Given such startling statistics, the conference for last week’s National Women in Engineering Day focused on the topical issue of women returning to work after a career break. A long line-up of speakers, including former Minister for Employment Relations Jo Swinson, talked about the steps that have been taken over many years to address the many issues that act as a barrier for women entering and remaining in the engineering field. A common thread was also the challenges still to be overcome.
Recent research by Prospect Union identified the main barriers to women returning to work after a career break included money, time, training and geography. What also came through as a thread for the day was the lack of skilled line-managers who were able and willing to support women on their return.

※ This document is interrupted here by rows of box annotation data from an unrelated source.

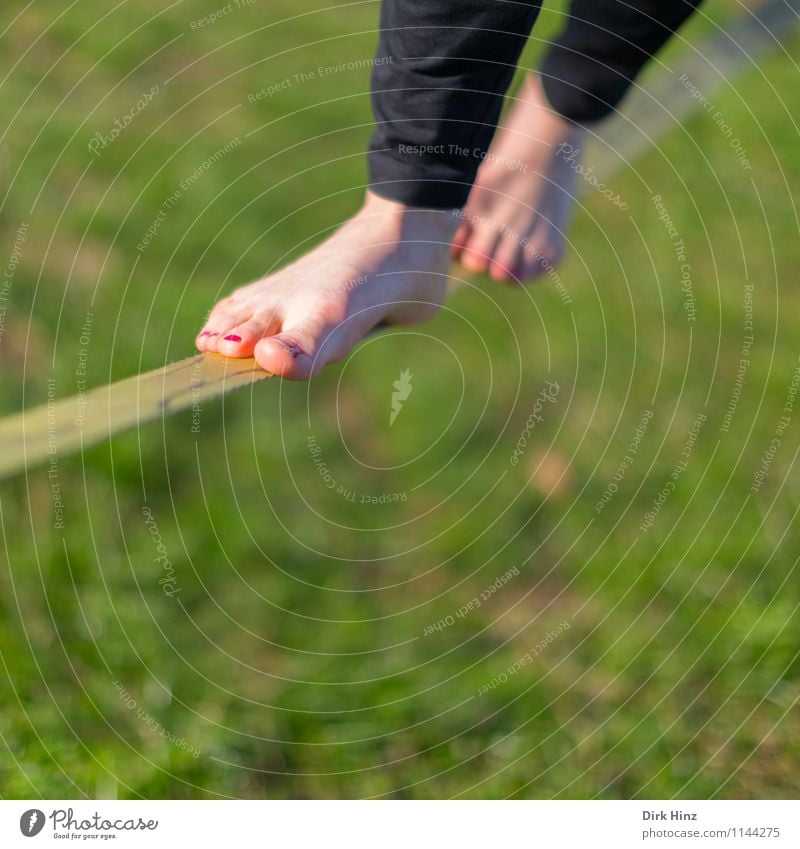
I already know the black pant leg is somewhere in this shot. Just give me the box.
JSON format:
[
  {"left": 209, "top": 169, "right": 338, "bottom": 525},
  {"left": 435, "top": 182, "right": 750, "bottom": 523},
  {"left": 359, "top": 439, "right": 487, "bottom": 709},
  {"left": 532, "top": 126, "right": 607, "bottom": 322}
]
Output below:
[
  {"left": 369, "top": 0, "right": 541, "bottom": 209},
  {"left": 541, "top": 0, "right": 702, "bottom": 124}
]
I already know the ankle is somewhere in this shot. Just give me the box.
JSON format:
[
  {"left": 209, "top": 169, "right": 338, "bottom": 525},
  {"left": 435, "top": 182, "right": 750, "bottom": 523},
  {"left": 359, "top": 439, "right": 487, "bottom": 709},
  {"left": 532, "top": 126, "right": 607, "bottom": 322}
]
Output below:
[{"left": 360, "top": 191, "right": 460, "bottom": 244}]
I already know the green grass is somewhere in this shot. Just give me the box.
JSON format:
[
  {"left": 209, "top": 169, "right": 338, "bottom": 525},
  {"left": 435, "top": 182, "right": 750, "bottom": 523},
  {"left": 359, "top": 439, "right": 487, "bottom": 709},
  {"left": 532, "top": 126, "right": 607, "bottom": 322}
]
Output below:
[{"left": 0, "top": 0, "right": 800, "bottom": 798}]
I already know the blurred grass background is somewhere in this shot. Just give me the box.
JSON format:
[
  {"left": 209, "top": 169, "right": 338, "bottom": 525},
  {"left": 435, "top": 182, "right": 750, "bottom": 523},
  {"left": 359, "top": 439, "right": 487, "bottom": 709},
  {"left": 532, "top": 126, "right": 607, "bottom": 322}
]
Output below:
[{"left": 0, "top": 0, "right": 800, "bottom": 798}]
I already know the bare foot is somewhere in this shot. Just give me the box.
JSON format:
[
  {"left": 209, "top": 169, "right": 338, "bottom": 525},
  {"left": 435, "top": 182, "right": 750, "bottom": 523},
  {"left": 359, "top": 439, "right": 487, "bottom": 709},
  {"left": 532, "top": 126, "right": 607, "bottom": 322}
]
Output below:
[
  {"left": 452, "top": 76, "right": 586, "bottom": 281},
  {"left": 196, "top": 193, "right": 458, "bottom": 380}
]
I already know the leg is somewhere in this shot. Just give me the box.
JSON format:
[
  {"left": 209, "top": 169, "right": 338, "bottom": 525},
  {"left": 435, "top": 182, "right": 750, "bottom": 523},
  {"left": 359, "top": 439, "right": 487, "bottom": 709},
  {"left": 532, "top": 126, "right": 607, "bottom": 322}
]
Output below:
[
  {"left": 453, "top": 0, "right": 700, "bottom": 280},
  {"left": 196, "top": 0, "right": 539, "bottom": 379}
]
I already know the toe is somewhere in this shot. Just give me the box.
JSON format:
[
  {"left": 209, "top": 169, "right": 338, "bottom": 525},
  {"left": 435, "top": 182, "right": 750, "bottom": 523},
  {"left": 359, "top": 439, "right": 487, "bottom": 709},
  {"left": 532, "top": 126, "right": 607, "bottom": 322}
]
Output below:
[
  {"left": 460, "top": 225, "right": 500, "bottom": 274},
  {"left": 253, "top": 327, "right": 325, "bottom": 380},
  {"left": 450, "top": 219, "right": 472, "bottom": 260},
  {"left": 520, "top": 235, "right": 564, "bottom": 280},
  {"left": 217, "top": 317, "right": 277, "bottom": 357},
  {"left": 489, "top": 239, "right": 523, "bottom": 283}
]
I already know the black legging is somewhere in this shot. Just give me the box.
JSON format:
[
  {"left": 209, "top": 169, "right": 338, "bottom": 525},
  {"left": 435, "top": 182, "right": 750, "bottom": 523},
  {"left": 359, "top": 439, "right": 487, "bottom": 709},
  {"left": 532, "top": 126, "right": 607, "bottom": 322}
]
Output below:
[{"left": 369, "top": 0, "right": 702, "bottom": 209}]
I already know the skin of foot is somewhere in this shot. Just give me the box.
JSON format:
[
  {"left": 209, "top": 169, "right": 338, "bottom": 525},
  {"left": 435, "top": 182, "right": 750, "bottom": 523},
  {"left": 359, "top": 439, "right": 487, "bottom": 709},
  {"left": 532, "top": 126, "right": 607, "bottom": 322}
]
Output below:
[
  {"left": 452, "top": 75, "right": 586, "bottom": 282},
  {"left": 196, "top": 192, "right": 459, "bottom": 380}
]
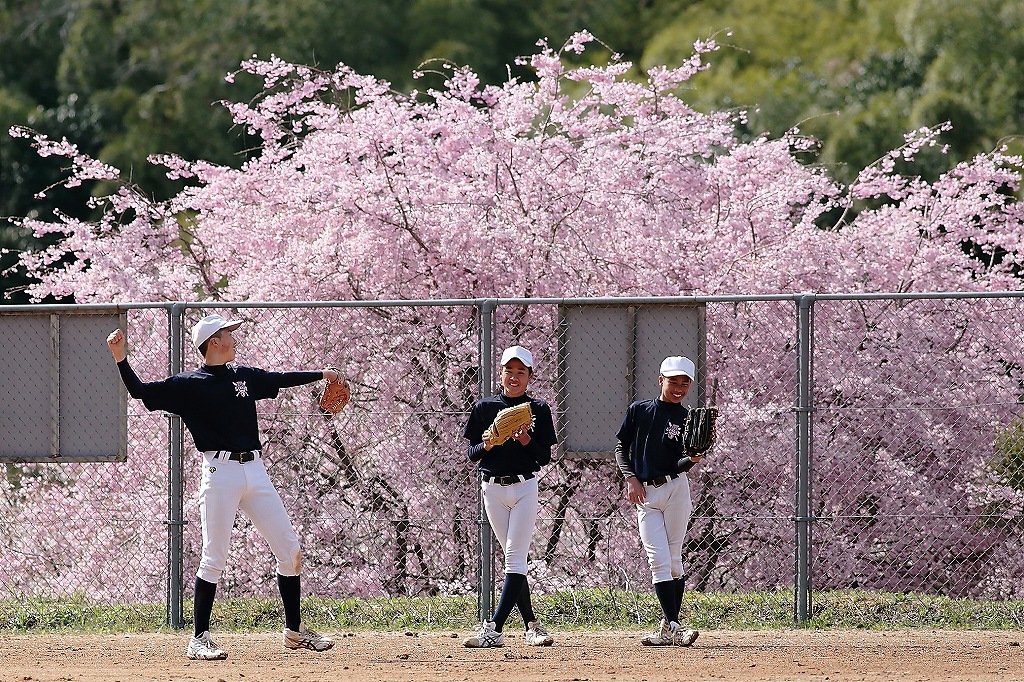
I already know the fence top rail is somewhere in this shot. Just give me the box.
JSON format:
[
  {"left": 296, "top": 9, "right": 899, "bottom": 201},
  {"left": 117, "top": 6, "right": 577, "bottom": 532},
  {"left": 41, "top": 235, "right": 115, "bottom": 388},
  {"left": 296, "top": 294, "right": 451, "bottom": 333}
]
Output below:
[{"left": 0, "top": 291, "right": 1024, "bottom": 314}]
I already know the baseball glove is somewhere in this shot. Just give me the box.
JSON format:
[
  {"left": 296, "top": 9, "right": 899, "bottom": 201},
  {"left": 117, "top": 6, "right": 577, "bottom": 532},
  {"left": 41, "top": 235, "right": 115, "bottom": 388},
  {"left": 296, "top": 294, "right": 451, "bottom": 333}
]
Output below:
[
  {"left": 683, "top": 408, "right": 718, "bottom": 457},
  {"left": 321, "top": 367, "right": 352, "bottom": 415},
  {"left": 484, "top": 402, "right": 534, "bottom": 445}
]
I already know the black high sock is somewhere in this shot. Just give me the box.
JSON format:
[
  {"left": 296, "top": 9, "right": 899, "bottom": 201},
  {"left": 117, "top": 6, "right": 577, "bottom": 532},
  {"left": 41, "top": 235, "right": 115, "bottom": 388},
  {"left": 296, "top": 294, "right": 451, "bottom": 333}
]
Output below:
[
  {"left": 672, "top": 578, "right": 686, "bottom": 623},
  {"left": 515, "top": 576, "right": 537, "bottom": 630},
  {"left": 193, "top": 577, "right": 217, "bottom": 637},
  {"left": 493, "top": 573, "right": 526, "bottom": 632},
  {"left": 278, "top": 573, "right": 302, "bottom": 630},
  {"left": 654, "top": 581, "right": 679, "bottom": 623}
]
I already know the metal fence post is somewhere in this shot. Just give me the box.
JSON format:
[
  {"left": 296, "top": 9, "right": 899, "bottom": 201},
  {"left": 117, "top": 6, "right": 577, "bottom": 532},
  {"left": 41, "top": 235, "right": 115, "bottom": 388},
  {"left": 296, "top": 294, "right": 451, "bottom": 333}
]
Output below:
[
  {"left": 476, "top": 299, "right": 498, "bottom": 622},
  {"left": 166, "top": 303, "right": 185, "bottom": 630},
  {"left": 794, "top": 294, "right": 814, "bottom": 623}
]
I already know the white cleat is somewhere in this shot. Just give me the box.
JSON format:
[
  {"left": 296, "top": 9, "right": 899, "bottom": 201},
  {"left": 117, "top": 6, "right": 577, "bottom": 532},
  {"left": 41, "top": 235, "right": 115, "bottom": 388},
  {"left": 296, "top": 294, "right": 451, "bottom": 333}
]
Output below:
[
  {"left": 282, "top": 625, "right": 334, "bottom": 651},
  {"left": 185, "top": 630, "right": 227, "bottom": 660}
]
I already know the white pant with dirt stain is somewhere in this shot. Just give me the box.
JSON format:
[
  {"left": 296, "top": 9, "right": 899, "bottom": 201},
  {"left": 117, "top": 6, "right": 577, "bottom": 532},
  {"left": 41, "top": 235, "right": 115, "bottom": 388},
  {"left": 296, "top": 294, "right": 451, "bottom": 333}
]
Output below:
[
  {"left": 196, "top": 452, "right": 302, "bottom": 583},
  {"left": 480, "top": 478, "right": 540, "bottom": 576},
  {"left": 636, "top": 474, "right": 693, "bottom": 583}
]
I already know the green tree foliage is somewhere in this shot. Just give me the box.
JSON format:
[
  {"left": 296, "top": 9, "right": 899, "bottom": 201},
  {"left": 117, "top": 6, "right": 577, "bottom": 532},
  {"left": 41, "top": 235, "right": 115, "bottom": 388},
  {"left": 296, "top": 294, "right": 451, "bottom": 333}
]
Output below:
[{"left": 643, "top": 0, "right": 1024, "bottom": 181}]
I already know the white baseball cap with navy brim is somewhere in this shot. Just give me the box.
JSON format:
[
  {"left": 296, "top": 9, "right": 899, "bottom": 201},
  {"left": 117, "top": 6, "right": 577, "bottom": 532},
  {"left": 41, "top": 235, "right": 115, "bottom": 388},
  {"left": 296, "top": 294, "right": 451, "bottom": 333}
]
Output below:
[
  {"left": 502, "top": 346, "right": 534, "bottom": 369},
  {"left": 659, "top": 355, "right": 696, "bottom": 381},
  {"left": 193, "top": 315, "right": 242, "bottom": 348}
]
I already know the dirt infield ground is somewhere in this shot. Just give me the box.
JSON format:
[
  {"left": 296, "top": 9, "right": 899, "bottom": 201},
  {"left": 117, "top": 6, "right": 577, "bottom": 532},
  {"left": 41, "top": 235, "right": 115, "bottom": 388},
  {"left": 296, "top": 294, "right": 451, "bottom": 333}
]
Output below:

A striking example of progress in this respect are ‘returnship programmes’. A term first coined by Goldman Sachs in the USA, ‘returnships’ have proven to be a highly successful way of reintroducing women in to the workplace after a career break. These structured programmes involve a trial 3-6 month contract. Clearly defined projects and objectives combined with training and line-manager support have proven highly effective at attracting and retaining top female talent. In fact conversion rates have proven so high the these programmesare now being rolled out in the UK financial sector in companies like RBS, J.P. Morgan and Credit Suisse - and now also in other sectors including the Thames Tideway Tunnel.
It’s very refreshing to hear the focus and emphasis being placed on attracting and retaining women engineers. What’s also encouraging is that emphasis is being placed on equipping the women with the right tools and skills to pick their career back up, but also recognition that responsibility also lies with equipping line-managers with the right skills to offer the understanding and support to bring out the best in their reports.